Let’s use A.Compose to define a complex transformation pipeline. This includes text inserts that contain the specified font properties and stopwords, plankian jitter, and affine transformations. First, A.TextImage will insert text into the image using the specified font properties. The fraction and size of the text to be inserted are also specified. Next, using A.Planckianjitter will change the color balance of the image. Finally, use A.Affine to apply the affine transformation. This includes scaling, rotating and translating images.

transform_complex = a.compose((a.textimage(font_path = font_path, p =)1extension = (“insert”), stopwords = stops, clear_bg =truth,font_color = ‘red’fraction_range = (0.5,0.8), font_size_fraction_range =(0.8, 0.9), A.PlanckianJitter (p =1), A.Affine (P =1)) transformed = transform_complex(image = image, textimage_metadata = metadata) Visualization (transform (transform)“image”)))

Image/PNG

Extract information to the bounding box index with text modified, and the corresponding transformed text data executes the next cell: This data can be used effectively to train the model to recognize and process changes in the text of the image.

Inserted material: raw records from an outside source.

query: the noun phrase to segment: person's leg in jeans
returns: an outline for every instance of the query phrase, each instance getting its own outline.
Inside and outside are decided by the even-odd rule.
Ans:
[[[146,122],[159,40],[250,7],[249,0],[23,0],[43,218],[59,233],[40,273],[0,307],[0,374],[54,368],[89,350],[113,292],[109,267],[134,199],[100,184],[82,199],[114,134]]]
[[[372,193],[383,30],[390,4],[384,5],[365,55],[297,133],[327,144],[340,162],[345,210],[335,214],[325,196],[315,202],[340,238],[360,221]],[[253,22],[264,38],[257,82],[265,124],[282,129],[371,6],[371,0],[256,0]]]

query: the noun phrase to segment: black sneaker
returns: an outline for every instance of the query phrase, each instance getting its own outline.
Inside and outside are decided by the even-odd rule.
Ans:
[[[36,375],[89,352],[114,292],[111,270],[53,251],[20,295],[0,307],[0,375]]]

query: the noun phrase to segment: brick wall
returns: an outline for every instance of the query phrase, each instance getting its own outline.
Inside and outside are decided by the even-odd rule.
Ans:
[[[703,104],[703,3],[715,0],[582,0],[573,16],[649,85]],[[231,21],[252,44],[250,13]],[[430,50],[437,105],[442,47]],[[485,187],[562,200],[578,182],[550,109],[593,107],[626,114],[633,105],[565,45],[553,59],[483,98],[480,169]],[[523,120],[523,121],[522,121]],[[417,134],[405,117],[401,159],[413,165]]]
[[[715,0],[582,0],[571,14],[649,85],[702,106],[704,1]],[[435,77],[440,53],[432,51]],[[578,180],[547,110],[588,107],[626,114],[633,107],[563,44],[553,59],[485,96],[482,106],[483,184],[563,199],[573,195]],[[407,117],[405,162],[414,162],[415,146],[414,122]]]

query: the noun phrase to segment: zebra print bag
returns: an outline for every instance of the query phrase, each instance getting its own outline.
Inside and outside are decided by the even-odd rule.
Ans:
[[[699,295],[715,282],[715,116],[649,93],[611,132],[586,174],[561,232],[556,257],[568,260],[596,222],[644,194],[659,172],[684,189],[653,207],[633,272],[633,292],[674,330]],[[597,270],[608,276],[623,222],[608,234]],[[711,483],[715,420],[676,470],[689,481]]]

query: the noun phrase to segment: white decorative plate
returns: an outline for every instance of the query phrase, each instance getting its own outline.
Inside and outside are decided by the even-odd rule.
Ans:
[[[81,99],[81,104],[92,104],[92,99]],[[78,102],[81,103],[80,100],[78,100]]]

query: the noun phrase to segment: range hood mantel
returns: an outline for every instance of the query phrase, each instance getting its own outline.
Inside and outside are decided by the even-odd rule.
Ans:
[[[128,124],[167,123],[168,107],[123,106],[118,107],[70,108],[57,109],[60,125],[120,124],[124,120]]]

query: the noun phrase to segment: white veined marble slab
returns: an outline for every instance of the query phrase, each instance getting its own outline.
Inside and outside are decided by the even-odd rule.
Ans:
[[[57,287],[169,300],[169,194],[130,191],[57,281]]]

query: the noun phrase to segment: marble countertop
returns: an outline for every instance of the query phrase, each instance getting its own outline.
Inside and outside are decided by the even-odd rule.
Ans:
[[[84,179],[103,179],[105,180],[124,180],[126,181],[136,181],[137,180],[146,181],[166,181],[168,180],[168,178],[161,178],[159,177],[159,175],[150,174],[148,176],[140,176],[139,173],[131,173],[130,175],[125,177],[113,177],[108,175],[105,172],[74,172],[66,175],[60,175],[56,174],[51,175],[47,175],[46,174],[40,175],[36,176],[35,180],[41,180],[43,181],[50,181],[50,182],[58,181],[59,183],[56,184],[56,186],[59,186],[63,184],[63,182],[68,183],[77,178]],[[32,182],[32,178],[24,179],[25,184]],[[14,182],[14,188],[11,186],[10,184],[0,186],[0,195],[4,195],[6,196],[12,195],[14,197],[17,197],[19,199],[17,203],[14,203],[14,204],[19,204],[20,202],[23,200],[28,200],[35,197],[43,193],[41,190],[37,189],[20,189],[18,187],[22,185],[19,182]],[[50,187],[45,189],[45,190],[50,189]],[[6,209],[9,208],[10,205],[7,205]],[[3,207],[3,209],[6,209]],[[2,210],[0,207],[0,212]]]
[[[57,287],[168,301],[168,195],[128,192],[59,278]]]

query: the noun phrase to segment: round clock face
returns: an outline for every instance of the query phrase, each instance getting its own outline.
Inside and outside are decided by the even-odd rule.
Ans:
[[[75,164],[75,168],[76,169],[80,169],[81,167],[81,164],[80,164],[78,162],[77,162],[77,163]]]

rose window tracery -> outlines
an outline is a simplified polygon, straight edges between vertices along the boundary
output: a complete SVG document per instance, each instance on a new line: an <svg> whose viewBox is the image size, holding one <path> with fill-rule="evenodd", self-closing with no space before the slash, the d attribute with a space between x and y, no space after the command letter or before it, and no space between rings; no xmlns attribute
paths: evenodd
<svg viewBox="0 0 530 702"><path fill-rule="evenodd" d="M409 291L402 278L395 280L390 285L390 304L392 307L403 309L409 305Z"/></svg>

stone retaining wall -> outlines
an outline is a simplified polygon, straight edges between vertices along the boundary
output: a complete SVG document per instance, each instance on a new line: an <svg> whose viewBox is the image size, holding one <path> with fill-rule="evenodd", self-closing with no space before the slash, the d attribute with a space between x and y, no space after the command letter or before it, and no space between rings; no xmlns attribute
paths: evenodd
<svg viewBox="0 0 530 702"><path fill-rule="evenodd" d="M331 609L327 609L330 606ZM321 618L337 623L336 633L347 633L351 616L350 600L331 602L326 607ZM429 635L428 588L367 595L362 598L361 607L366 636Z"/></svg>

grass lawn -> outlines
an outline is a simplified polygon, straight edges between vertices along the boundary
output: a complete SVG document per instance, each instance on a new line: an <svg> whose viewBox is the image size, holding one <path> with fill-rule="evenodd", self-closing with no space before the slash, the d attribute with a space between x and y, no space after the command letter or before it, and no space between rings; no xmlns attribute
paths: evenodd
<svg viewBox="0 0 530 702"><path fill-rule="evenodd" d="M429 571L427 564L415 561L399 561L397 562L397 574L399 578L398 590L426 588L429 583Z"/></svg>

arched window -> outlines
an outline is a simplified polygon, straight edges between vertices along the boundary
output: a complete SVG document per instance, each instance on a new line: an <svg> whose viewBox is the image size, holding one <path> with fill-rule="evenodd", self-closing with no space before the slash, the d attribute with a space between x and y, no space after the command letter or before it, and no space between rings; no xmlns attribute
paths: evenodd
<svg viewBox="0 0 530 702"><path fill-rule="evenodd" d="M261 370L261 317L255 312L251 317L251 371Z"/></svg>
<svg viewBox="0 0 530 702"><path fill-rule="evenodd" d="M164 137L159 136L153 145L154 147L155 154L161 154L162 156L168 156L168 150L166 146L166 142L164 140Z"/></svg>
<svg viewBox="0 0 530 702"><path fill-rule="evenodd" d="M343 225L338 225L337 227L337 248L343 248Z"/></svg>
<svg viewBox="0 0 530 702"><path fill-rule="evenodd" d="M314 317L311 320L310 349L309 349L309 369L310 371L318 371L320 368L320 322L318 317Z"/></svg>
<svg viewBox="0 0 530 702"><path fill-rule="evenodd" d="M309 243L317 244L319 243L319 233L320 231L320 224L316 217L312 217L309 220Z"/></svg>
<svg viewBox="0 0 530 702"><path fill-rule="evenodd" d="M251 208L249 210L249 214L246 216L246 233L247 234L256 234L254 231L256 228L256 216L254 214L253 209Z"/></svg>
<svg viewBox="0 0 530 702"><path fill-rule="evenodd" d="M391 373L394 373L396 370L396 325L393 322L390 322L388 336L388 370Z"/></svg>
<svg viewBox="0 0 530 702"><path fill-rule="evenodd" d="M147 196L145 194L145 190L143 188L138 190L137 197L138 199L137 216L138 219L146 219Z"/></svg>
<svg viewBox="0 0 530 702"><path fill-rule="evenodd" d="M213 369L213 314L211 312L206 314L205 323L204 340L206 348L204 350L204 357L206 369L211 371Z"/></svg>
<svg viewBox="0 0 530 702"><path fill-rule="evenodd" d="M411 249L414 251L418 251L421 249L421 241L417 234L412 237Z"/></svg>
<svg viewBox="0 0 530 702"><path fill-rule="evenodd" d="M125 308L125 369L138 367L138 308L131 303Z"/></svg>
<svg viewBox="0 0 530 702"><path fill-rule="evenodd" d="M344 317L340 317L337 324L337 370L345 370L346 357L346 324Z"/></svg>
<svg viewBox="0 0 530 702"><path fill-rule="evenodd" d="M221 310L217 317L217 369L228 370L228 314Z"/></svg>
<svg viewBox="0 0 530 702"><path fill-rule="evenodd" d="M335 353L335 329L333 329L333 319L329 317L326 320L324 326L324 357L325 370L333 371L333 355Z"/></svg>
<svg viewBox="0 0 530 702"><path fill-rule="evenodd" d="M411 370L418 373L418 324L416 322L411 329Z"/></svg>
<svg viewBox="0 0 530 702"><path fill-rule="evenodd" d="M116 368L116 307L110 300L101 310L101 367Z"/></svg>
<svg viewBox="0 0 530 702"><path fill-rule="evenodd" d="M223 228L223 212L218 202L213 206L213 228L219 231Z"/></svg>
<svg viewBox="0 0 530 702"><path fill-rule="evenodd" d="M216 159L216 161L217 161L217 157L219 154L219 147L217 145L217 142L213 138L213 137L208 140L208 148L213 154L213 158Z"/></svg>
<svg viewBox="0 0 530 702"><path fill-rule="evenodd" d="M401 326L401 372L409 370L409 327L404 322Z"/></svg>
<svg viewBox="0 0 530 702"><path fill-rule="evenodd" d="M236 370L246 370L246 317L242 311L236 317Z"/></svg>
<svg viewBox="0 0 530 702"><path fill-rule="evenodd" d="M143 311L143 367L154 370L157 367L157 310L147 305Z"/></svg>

conversion(‘overlay_data’) ({‘bbox_coords’: (375, 1149, 2174, 1196), ‘text’: “lionberger, Ph.D., (title: title: your own yourself Guidance of the general principles”, ‘original_text’: “lionberger, ph.dd., (gentoring into drad in ofer drad in to in to ffda and ‘bbox_index’: 12, ‘font_color’: ‘red’}, {‘bbox_coords’: (373, 1677, 2174, 1724), ‘text’: “off off off need now necs bes nuts becned nuctn jeffrey that dayno, dayno, md, egalet Dayno, MD, Chief Medical Officer of Egalet’,’ Bbox_index’:19,’ font_color’:’red’}, {‘ bbox_coords’: (525, 2109, 2172, 2156), ‘text’:’,’,’, ‘bbox_index’:23, ‘font_color’:’red’}

Synthetic data generation

This augmentation method can be extended to generating composite data, as it allows for the rendering of text in a background or template.

Template = cv2.imread(‘template.png’)image_template = cv2.cvtcolor(template, cv2.color_bgr2rgb) transform = a.compose((a.textimage(font_path = font_path, p =)1,clear_bg =truth,font_color = ‘red’font_size_fraction_range =(0.5, 0.7)))) Metadata = ({
“bbox”🙁0.1, 0.4, 0.5, 0.48),,
“Sentence”: “Some smart texts go here.”,},{
“bbox”🙁0.1, 0.5, 0.5, 0.58),,
“Sentence”: “I hope you find it useful.”}) transformed = transform(image = image_template, textimage_metadata = metadata) visualize(transformed(transformed)‘image’)))

Image/PNG

Conclusion

In collaboration with Albumentations AI, we introduced Textimage Augmentation, a multimodal technology that changes text images along with text. By combining text enhancements such as random inserts, deletions, swaps, and stopword replacements with image modifications, this pipeline allows for the generation of diverse training samples.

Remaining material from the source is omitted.